Les décès par surdoses aux États-Unis ont-ils vraiment cessé d’augmenter ?

NEW YORK — Les décès par surdose aux États-Unis auraient-ils cessé d’augmenter? 

Des données préliminaires du gouvernement le suggèrent, mais de nombreux experts appellent à la prudence, soulignant que par le passé, de tels plateaux n’avaient pas duré.

Les taux de mortalité par surdose aux États-Unis ont commencé à grimper régulièrement dans les années 1990, sous l’effet des analgésiques opioïdes, suivis de vagues de décès causées par d’autres opioïdes comme l’héroïne et, plus récemment, le fentanyl. 

L’année dernière, plus de 107 000 Américains sont morts de surdoses de drogue — le bilan le plus lourd de toute l’histoire des États-Unis.

Mercredi, les Centres pour le contrôle des maladies (CDC) ont publié des données provisoires sur ce qui s’est passé au cours des six premiers mois de cette année. La nouvelle semble porteuse d’espoir.

Or, des données provisoires indiquent que ces décès ont chuté trois mois de suite aux États-Unis. Les CDC ont estimé qu’il y avait environ 107 600 décès par surdose pour la période de 12 mois entre juillet 2021 et juin 2022. C’est 40 de moins que pour l’année civile 2021.

«Les données d’aujourd’hui continuent de montrer une tendance encourageante à la baisse des décès par surdose», mais davantage de travail de prévention et de traitement est nécessaire, a déclaré mercredi le docteur Rahul Gupta, directeur du Bureau de la politique nationale de contrôle des drogues de la Maison-Blanche.

En effet, cette baisse est très inégale sur le territoire américain. Seuls huit États ont signalé moins de décès par surdose, tandis que tous les autres ont enregistré des augmentations constantes.

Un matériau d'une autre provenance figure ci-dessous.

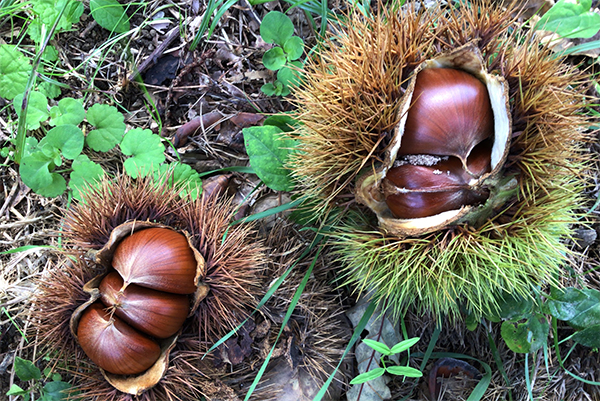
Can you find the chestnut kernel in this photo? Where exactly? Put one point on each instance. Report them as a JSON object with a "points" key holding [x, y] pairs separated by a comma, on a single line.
{"points": [[157, 258], [155, 313], [113, 345]]}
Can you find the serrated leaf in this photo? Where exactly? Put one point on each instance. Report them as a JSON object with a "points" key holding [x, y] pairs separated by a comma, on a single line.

Et seuls quatre États – le Maryland, l’Ohio, la Pennsylvanie et la Virginie-Occidentale – ont signalé une diminution importante de 100 décès ou plus par rapport à la période précédente de juillet à juin.

La pandémie

Ces quelques États, qui avaient enregistré certains des taux de mortalité par surdose les plus élevés du pays, semblent être à l’origine de l’amélioration du bilan national cette année, a déclaré Brandon Marshall, chercheur en santé publique à l’Université Brown, qui suit les tendances.

Les responsables des quatre États ont déclaré qu’il n’y avait pas d’explication unique, mais ils croient que les initiatives récentes pourraient porter leurs fruits. Ils citent les médias sociaux et les campagnes d’éducation, l’élargissement du traitement de la toxicomanie et la distribution plus large de la naloxone, un médicament qui inverse les effets d’une surdose.

Certains chercheurs doutent que les surdoses aient atteint un sommet aux États-Unis. Ils pensent plutôt qu’un pic s’est produit pendant la pandémie de COVID-19, lorsque les confinements et autres restrictions sanitaires ont isolé les personnes toxicomanes et ont rendu le traitement plus difficile à obtenir.

«Nous revenons peut-être juste à un niveau pré-COVID. Je pense que nous aurons besoin d’au moins un an de données supplémentaires pour le confirmer», a déclaré Erin Winstanley, chercheuse à l’Université de Virginie-Occidentale.

Les chiffres ne sont pas encore proches des niveaux prépandémiques. À l’échelle nationale, le nombre estimé de décès de juillet 2021 à juin 2022 est toujours supérieur de plus de 5 % au nombre de juillet 2020 à juin 2021, et de 28 % à celui de juillet 2019 à juin 2020.

Les chercheurs ont déjà vu de ces «faux plateaux»: les décès par surdose avaient semblé se stabiliser pendant quelques mois au printemps 2021, avant de remonter.

Il peut également y avoir des leçons à tirer de 2018. Cette année-là, il y a eu environ 67 000 décès par surdose de drogue aux États-Unis, une baisse de 4 % par rapport à 2017. Les chiffres ont été célébrés — le président Donald Trump clamait: «nous freinons l’épidémie d’opioïdes». 

Mais certains chercheurs de l’Université de Pittsburgh ont conclu plus tard que cette amélioration était en grande partie due à un changement, en 2017, dans la réglementation chinoise sur le puissant carfentanyl, un opioïde synthétique 100 fois plus fort que le fentanyl. Ce changement a réduit l’approvisionnement américain en drogue et a été suivi d’une baisse spectaculaire des décès par surdose dans quelques États.